The Vinduthi’s eyes burned into my back as I headed for the door. The recycled air felt thick in my lungs.

I made it three steps into the corridor before his voice stopped me.

“You helped the Poraki escape.”

I turned slowly. He filled the doorway, purple markings stark against his gray skin. My neck ached from looking up at him.

“I serve drinks,” I said carefully. “That’s all.”

He moved closer, silent despite his size.

My heart hammered against my ribs. Was he connected to those assholes from earlier? Was this revenge for my interference?

“If you’re going to kill me, get on with it.”

His lips twitched. “If I wanted you dead, you wouldn’t have made it to the door.”

I studied him, noting the way he positioned himself between me and any escape route.

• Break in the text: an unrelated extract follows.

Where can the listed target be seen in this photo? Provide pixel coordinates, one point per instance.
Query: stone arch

Professional. Dangerous. But something in his stance wasn’t quite threatening. What it was, I couldn’t quite tell.

“What do you want?”

“Information.” He glanced down the corridor. “Not here.”

Every survival instinct screamed at me to run. But he was right - if he meant me harm, I’d already be dead.

“There’s a maintenance junction two levels down,” I said. “Private enough for you?”

He nodded once, gesturing for me to lead. I tried not to think about how easily he could snap my neck from behind.

The station’s service corridors were a maze of pipes and conduits, lit by strips of pale blue emergency lighting. My boots clanged against the metal grating. His steps were whisper-quiet.

I stopped at a junction where three corridors met, ducking under a low-hanging pipe. “Talk.”

TYRIX

The human woman led me through Nova’s Edge’s service corridors, her boots ringing against metal grating while my own steps fell silent.

Her pulse raced beneath forced calm, but she moved with purpose, each turn chosen without hesitation. That mix of fear and competence caught my interest as I followed her deeper into the station’s guts, through passages thick with rust and buzzing emergency lights.

Nalina, I’d heard the regulars call her.

I studied her in the blue-tinged darkness. Her dark braids had come loose during her shift, but her stance remained balanced, ready. Not just a bartender, this one. The way she positioned herself - keeping options open, watching my movements without being obvious about it - spoke of experience with violence.

“You risked yourself for that Poraki.” I kept my distance, though my instincts urged me to crowd her, to use my size to intimidate. The corridor felt smaller with both of us in it, the air growing thicker. “Why?”

“Like I said, I serve drinks. That’s all. Anything else that happened was just a coincidence.” She crossed her arms, the gesture making her jacket creak softly. “So what do you want?”

“Like I said,” I mimicked her sass. “Information. I’m looking for someone.”

“A bounty hunter.” Her lips curved in a knowing smile that didn’t reach her eyes. “Let me guess - you’re after Jevik.”

I moved closer, watching her pulse jump in her throat. “I’m after someone who might know what was wrong with him.”

“And why do you think I might know anything about that?”

I snorted. “I might be new to this particular station, but one thing stays the same all across the ‘verse. Bartenders hear all the news.”